Thesis Type: Doctorate

Institution Of The Thesis: Uludağ Üniversitesi, Turkey

Approval Date: 2014

Thesis Language: Turkish

Student: MÜGE TOGAN

Supervisor: İSMAİL NACİ CANGÜL

Abstract:

In this work, subdivision graphs are recalled, r-subdivision graphs are defined and ten types of Zagreb indices of these graphs are calculated. This application shows that it is enough to know only the number of vertices and edges of the graphs, instead of dealing with the degrees of all vertices of the graphs and it provides great convenience for the calculation of the Zagreb indices. This thesis consists of four chapters. First chapter is introduction, and a brief summary of related literature and the necessary preliminaries are given in this chapter. Some basic concepts which will be used in the forthcoming chapters are introduced here.

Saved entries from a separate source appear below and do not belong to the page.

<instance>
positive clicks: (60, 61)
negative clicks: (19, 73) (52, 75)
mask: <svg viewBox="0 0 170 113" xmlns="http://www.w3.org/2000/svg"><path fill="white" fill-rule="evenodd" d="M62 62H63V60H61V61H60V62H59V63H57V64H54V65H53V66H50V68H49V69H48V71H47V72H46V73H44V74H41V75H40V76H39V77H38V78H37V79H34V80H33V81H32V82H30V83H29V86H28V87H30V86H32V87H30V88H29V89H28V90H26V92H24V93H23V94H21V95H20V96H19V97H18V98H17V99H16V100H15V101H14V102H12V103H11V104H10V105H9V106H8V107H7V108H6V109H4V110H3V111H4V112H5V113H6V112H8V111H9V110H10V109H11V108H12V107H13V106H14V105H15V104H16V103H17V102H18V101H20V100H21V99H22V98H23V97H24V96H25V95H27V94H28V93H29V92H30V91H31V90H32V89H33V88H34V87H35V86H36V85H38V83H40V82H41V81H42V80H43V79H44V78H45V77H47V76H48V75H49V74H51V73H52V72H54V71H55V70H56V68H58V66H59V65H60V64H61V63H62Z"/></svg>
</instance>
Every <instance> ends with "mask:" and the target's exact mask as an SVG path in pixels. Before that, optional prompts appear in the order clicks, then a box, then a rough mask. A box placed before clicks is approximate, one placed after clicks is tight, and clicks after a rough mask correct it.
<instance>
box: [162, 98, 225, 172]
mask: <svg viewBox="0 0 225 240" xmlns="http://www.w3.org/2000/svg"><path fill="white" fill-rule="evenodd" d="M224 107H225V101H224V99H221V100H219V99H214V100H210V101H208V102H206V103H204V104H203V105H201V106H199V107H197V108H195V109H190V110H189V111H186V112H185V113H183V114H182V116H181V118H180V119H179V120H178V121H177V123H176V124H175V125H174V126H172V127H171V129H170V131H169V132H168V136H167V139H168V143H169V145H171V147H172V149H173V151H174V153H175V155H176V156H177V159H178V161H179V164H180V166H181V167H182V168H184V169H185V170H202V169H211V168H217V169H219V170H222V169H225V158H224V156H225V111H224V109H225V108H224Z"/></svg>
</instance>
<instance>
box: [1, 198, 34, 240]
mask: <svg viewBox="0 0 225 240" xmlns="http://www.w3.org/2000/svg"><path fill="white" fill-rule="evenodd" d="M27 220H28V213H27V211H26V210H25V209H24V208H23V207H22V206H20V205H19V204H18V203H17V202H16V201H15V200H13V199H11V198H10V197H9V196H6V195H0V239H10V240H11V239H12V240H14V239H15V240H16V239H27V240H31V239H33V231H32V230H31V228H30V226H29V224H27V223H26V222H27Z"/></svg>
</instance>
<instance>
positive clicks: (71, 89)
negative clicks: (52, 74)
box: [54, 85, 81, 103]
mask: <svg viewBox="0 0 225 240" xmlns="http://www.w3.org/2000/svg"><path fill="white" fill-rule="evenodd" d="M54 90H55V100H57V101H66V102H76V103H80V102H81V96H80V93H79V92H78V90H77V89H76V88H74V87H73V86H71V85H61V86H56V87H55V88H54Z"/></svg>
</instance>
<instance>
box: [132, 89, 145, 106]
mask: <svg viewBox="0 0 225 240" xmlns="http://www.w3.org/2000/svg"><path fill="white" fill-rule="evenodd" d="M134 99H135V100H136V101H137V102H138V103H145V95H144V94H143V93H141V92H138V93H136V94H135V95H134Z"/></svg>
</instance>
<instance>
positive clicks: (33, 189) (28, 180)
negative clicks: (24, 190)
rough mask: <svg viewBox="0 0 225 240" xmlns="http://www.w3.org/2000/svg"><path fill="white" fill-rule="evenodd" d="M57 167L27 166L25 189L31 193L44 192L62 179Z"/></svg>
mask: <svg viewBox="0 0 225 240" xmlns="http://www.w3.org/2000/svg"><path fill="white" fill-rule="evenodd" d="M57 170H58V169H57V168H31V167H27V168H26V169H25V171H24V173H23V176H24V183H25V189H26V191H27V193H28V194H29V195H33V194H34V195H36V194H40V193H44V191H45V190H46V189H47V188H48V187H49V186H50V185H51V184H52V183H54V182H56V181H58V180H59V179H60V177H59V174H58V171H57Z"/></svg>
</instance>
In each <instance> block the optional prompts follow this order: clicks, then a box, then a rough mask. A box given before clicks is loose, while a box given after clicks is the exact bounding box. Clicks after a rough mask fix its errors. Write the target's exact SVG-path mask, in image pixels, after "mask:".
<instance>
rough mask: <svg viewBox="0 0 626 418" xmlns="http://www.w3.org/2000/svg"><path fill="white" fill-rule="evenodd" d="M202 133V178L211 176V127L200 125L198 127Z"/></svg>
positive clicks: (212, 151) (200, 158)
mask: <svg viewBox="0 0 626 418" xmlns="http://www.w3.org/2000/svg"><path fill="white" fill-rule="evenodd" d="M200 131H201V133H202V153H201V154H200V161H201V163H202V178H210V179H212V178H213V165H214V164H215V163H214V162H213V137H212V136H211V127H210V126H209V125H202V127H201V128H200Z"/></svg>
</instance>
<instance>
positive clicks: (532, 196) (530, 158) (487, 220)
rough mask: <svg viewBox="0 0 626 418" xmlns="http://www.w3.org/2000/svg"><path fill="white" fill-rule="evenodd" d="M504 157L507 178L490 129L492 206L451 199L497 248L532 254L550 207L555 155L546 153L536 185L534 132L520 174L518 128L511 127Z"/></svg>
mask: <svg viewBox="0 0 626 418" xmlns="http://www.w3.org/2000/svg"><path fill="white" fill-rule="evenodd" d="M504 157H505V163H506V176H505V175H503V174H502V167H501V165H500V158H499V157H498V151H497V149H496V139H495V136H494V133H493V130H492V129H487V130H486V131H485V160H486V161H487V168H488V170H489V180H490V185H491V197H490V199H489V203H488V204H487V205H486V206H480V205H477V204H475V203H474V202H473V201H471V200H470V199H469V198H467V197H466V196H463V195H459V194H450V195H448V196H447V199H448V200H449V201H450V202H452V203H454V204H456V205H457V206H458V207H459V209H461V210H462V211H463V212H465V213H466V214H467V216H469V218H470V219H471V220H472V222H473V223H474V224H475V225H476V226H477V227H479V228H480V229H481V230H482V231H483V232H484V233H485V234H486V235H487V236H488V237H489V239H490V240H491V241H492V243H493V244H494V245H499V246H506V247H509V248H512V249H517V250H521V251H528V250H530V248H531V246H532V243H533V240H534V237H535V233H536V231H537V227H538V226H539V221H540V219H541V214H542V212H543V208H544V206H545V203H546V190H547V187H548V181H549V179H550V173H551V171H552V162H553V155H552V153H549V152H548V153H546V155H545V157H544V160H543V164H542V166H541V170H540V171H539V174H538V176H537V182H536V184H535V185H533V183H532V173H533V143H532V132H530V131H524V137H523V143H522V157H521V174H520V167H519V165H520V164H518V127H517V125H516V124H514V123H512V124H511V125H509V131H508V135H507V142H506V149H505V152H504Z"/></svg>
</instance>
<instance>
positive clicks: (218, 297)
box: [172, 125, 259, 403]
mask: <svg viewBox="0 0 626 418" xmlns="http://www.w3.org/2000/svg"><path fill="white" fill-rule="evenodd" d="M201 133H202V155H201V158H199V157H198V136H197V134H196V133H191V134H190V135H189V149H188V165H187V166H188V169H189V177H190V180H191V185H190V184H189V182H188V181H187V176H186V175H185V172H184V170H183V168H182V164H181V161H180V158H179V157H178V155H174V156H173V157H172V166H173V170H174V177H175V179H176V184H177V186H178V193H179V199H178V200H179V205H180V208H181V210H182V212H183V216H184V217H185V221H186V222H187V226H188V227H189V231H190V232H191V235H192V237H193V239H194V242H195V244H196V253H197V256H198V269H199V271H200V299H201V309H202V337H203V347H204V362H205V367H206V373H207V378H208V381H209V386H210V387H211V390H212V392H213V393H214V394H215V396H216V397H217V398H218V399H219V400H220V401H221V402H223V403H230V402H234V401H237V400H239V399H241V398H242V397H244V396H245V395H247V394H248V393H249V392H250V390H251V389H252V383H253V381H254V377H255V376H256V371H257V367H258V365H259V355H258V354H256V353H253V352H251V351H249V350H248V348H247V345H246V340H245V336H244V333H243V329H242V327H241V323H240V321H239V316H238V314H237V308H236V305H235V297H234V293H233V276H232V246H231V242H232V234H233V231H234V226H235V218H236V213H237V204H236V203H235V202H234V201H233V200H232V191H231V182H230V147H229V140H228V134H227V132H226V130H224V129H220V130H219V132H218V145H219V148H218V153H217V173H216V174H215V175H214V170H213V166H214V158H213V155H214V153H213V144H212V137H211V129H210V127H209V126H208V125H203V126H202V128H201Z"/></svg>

In the second chapter, Zagreb and multiplicative Zagreb indices and coindices of graphs, total multpilicative sum Zagreb index and multpilicative sum Zagreb index are introduced and some results and theorems for all these Zagreb indices are given. In the third chapter, ten types of Zagreb indices are calculated for some well-known graphs, such as path graph, cycle graph, star graph, complete graph, complete bipartite graph and tadpole graph and some results are obtained. In the fourth chapter, ten types of Zagreb indices of subdivision and r-subdivision graphs for some well-known graphs are given and some inequalities which shows the relations between several Zagreb indices of subdivision graphs are obtained.